Il y a très longtemps déjà que Freud nous a montré que l'appareil psychique ne peut travailler que par des
petites quantités d'énergie, c'est à dire qu'il n'y a pas de rencontre possible avec les objets qui nous
entourent.

Quand on dit les objets, cela signifie les objets au sens large (c'est à dire les situations, les lieux, les
personnes, les choses). Il n'y a pas de rencontre directe avec l'objet parce que probablement (à supposer
que ce soit possible) on serait envahi par trop d'excitations, trop d'affect, ce que peut-être vivent certains
sujets psychotiques qui ont le sentiment d'être engloutis, envahis par l'objet, englobés.

Pour pouvoir penser le monde, il faut ne pas penser les objets en direct mais les représentations de ces
objets que l'enfant va avoir à se forger progressivement au tout début de sa vie.

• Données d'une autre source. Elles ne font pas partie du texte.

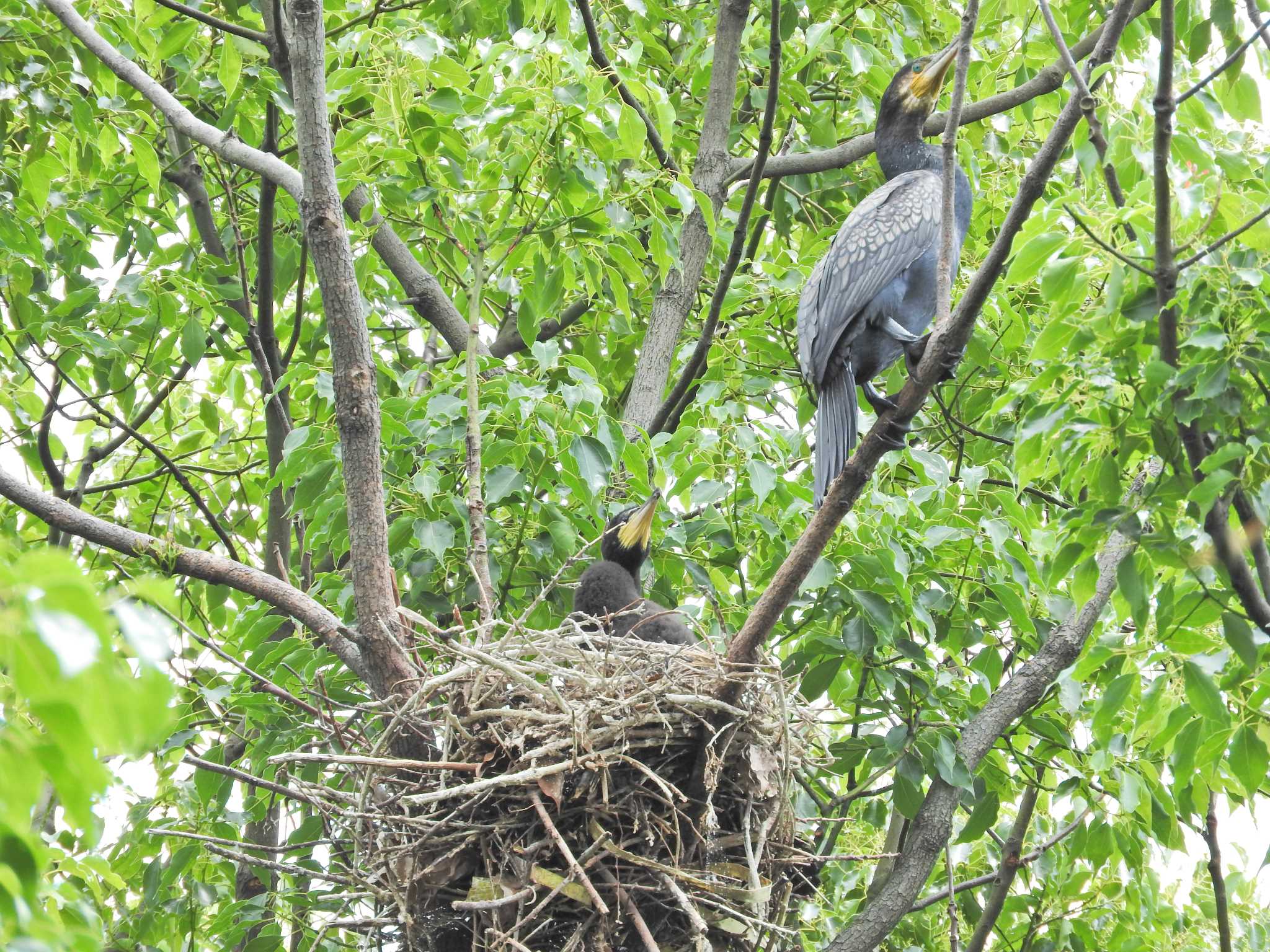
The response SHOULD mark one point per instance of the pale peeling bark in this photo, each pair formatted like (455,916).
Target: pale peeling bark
(357,404)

« L'activité de penser est fondamentalement une activité de représentation dans laquelle la pensée est la
résultante de notre expérience émotionnelle, sexuelle, cognitive, corporelle actuelle et de nos souvenirs
d'expériences passées, individuelles et collectives » (Bernard GIBELLO - La pensée décontenancée
1995)

PULSIONS ET REPRESENTATIONS
La représentation représente la pulsion qui elle n'apparaît jamais. Pour Freud : « une pulsion ne peut
jamais devenir objet de la conscience ». Seule le peut une représentation. On peut pointer d'ores et déjà la
notion de DISTANCE attachée à cette représentation.

Elle donne une dimension concrète, une dimension perceptive d'un élément, d'un contenu.

Cette forme concrète va permettre la constitution d'une situation signifiante aussi bien dans l'évocation
des éléments, des figures que dans l'enchaînements des actions. Autre notion importante quand on évoque
la représentation : LE SENS ou activité sémiotique. Cette fonction peut s'illustrer par la comparaison avec
une pièce de théâtre (ou représentation théâtrale).

Les acteurs ne sont pas les personnages originaires, ils sont à leur place, ils les représentent ; leur texte,
leur jeu théâtral, leur costume nous permettent de comprendre, de mettre du sens sur une situation qui au
départ nous était inconnue. Un autre aspect attaché au concept de représentation, c'est l'aspect
exhibitionniste, qui se donne à voir, alors que la pulsion, elle, on ne la voit jamais.

Voici succinctement exposée la différence entre pulsion et représentation psychique.

Donc la pulsion échappe à la conscience et à l'inconscient. Si la pulsion n'était pas attachée à une
représentation ou n'apparaissait pas sous forme d'affect, nous ne pourrions rien savoir d'elle.

L'analyse agit sur la représentation pas sur la pulsion. La pulsion garde toujours son aspect somatique,
organique (hormone, instinct) bien que celle-ci ne se définisse pas uniquement comme du biologique
mais comme une force énergétique. On est dans le domaine du besoin.

Nos représentations nous différencient de notre semblable. Elles sont individuelles. Mais elles peuvent
également être communes à un groupe, une ethnie, une culture.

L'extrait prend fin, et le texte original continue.